On ne se comprend plus. Heureusement, des érudits et des linguistes de tous poils ont cherché pendant des siècles à nous offrir des langues universelles et à retrouver des familiarités entre les idiomes éparpillés. Avec des résultats quelquefois discutables

Dessin original de Matthias Rihs pour Le Temps
Dessin original de Matthias Rihs pour Le Temps

Limites des langues, langues des limites. Chaque mardi de l'été, «Le Temps» raconte ces idiomes qu’on invente, ceux qui sont fous, ceux qui se mélangent.

Episode précédent:

Lost in Translations, un safari dans les langues étranges

Le mot «linguistique» fait son entrée dans la langue française en 1826. On le doit au géographe d’origine vénitienne Adrien Balbi, qui l’emprunte à l’allemand pour le faire figurer dans son Atlas ethnographique du globe. Le terme n’a pas encore le sens qu’on lui donne aujourd’hui («science qui a pour objet l’étude du langage, des langues envisagées comme systèmes sous leurs aspects phonologiques, syntaxiques, lexicaux et sémantiques»). Pour Balbi, la linguistique est «l’étude pratique des langues et leur étude comparative». C’est donc, si l’on en croit cette définition, une science qui enquête sur ce qui sépare et sur ce qui relie les langues. Et c’est aussi un savoir qui doit permettre de communiquer par-delà les langues.

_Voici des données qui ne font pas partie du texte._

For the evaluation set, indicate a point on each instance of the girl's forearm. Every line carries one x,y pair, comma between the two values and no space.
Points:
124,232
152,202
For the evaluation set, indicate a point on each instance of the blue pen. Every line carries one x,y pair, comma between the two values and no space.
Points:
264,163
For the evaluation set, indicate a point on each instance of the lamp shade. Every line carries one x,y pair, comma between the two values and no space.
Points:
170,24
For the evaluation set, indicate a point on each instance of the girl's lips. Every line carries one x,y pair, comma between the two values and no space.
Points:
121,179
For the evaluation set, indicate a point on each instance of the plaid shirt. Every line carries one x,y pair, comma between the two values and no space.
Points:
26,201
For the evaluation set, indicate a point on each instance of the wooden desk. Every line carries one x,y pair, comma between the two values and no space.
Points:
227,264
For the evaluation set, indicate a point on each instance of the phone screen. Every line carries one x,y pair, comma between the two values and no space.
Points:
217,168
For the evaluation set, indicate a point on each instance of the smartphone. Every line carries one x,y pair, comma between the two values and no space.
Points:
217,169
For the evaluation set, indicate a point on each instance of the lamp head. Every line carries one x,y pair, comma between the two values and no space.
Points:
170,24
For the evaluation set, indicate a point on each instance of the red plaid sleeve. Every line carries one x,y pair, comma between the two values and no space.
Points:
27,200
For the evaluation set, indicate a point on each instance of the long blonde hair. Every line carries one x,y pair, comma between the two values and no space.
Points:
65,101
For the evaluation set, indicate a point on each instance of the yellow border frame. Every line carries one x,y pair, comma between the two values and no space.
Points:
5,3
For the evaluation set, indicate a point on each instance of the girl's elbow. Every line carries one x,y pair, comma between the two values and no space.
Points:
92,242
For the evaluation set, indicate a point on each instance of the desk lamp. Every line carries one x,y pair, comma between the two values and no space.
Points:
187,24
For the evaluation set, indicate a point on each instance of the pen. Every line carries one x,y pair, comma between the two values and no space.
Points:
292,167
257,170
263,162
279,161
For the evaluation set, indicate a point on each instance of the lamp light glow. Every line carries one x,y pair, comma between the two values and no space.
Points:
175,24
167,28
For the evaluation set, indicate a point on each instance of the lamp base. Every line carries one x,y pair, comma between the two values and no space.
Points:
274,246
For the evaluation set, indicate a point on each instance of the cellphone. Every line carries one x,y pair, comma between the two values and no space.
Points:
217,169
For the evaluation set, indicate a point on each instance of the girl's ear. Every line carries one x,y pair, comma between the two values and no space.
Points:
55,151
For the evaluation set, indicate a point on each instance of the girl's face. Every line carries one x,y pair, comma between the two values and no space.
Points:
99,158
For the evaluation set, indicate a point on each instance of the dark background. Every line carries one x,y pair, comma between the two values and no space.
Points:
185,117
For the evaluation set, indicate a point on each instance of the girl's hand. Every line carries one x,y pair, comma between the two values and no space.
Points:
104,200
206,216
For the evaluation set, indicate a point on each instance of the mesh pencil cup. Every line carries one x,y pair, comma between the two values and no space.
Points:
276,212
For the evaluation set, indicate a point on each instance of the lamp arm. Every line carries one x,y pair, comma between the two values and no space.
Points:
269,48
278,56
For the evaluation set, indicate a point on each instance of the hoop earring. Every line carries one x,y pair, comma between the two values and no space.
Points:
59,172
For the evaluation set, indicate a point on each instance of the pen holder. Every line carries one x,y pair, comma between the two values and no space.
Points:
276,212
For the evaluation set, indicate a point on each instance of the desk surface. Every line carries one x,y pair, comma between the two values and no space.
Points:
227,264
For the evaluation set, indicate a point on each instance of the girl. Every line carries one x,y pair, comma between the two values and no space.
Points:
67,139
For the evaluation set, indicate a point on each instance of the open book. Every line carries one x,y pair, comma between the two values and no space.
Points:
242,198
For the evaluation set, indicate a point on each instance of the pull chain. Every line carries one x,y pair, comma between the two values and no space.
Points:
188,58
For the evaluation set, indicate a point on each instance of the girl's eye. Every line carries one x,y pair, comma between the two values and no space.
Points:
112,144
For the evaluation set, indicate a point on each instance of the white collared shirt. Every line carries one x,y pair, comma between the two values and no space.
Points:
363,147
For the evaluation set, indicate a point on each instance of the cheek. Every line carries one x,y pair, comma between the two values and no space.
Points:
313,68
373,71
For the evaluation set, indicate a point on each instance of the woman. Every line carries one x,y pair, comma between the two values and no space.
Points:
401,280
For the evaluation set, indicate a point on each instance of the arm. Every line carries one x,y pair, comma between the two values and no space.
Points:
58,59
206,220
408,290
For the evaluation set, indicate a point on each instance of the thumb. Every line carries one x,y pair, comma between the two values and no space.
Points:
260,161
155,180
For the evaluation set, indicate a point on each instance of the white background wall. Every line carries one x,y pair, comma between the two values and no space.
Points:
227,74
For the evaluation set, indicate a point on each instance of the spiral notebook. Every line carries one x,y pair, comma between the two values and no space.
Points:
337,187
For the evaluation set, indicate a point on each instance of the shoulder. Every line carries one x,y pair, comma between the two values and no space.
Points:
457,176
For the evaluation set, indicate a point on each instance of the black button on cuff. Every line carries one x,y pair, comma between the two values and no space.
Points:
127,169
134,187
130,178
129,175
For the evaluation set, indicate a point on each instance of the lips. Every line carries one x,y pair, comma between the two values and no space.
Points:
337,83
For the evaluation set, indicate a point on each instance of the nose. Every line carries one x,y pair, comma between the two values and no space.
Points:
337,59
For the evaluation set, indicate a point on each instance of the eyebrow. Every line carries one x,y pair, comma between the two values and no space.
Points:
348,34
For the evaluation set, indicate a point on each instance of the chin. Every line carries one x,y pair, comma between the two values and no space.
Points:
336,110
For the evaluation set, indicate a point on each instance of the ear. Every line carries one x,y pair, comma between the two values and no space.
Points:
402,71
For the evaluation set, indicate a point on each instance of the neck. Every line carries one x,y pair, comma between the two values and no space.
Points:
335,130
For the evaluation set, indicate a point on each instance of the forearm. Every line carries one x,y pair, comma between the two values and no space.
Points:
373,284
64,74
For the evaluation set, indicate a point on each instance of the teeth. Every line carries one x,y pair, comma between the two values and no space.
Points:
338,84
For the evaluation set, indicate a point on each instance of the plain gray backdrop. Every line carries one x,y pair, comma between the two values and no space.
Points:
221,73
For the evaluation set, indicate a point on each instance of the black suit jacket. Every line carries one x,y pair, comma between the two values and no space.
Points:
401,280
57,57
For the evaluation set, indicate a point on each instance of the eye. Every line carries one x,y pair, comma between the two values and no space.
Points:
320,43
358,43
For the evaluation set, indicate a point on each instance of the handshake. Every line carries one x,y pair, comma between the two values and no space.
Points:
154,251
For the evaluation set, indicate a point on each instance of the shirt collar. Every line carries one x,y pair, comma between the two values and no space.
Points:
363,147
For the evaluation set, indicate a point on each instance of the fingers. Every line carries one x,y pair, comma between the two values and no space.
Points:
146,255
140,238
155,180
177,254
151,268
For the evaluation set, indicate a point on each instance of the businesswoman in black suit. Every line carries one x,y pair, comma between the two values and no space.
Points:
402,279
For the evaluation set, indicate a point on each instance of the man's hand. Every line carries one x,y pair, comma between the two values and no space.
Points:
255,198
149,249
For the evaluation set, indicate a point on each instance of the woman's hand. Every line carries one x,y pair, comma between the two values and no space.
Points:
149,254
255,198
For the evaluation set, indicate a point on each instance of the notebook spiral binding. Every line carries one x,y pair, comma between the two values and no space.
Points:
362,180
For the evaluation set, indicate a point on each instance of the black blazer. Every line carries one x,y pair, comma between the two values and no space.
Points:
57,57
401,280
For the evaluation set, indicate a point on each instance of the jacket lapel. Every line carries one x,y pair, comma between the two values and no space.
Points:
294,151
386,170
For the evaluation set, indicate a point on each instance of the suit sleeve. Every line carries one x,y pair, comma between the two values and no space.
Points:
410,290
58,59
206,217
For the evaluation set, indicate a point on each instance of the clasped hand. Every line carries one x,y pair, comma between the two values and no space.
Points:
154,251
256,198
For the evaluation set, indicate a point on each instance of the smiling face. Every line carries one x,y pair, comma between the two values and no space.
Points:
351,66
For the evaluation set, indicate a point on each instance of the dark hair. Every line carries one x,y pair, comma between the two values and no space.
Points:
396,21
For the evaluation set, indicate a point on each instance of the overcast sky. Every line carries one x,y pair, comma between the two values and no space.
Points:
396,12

Guère étonnant dès lors que la période ait vu naître une génération de bâtisseurs de ponts: on se met à faire des rapprochements entre les langues, on imagine de nouveaux modèles de traduction, on crée des idiomes universels – mais à vouloir contrer Babel, on en érige une nouvelle: Umberto Eco a ainsi recensé 38 de ces langues universelles pour le XIXe siècle. Certaines sont connues – l’espéranto, le volapük. D’autres n’ont pas eu le même destin, quand bien même elles naissaient sous les meilleurs auspices.

La stœchiophonie

C’est le cas de la stœchiophonie, une «langue simplifiée» que le Jurassien Henri Joseph François Parrat offrit à l’humanité en 1858: un Lego de 250 briques (on pourrait parler de morphèmes) censément capables de construire des verbes, des substantifs, des phrases. Le tout est vaguement indo-européen. Parrat donne sa version du Notre Père, qui commence ainsi: «Apni pâtor ta isti bi ibôsmoi.» On ne sait pas ce qu’en pense le Bon Dieu, mais passons.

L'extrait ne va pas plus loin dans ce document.